Yamashita, Susumu; Uesawa, Shinichiro; Ono, Ayako; Yoshida, Hiroyuki
Mechanical Engineering Journal (Internet), 10(4), p.22-00485_1 - 22-00485_25, 2023/08
A detailed evaluation for air cooling of fuel debris in actual reactors will be essential in fuel debris retrieval under dry conditions. To understand the heat transfer in and around fuel debris, which is assumed as a porous medium in the primary containment vessel (PCV) mechanistically, we newly applied the porous medium model to the multiphase and multicomponent computational fluid dynamics code named JUPITER (JAEA Utility Program for Interdisciplinary Thermal-hydraulics Engineering and Research). We applied the Darcy-Brinkman model as for the porous medium model. This model has high compatibility with JUPITER because it can treat both a pure fluid and a porous medium phase simultaneously in the same manner as the one-fluid model in multiphase flow simulation. We addressed the case of natural convection with a high-velocity flow standing out nonlinear effects by implementing the Forchheimer model, including the term of the square of the velocity as a nonlinear effect to the momentum transport equation of JUPITER. We performed some simple verification and validation simulations, such as the natural convection simulation in a square cavity and the natural convective heat transfer experiment with the porous medium, to confirm the validity of the implemented model.
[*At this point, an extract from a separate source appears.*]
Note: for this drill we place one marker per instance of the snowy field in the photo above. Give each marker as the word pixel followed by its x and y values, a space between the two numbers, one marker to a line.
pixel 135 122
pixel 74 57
We confirmed that the result of JUPITER agreed well with these simulations and experiments. In addition, as an application of the updated JUPITER, we performed the preliminary simulation of air cooling of fuel debris in the condition of the Fukushima Daiichi Nuclear Power Station unit 2 including the actual core materials. As a result, JUPITER calculated the temperature and velocity field stably in and around the fuel debris inside the PCV. Therefore, JUPITER has the potential to estimate the detailed and accurate thermal-hydraulics behaviors of fuel debris.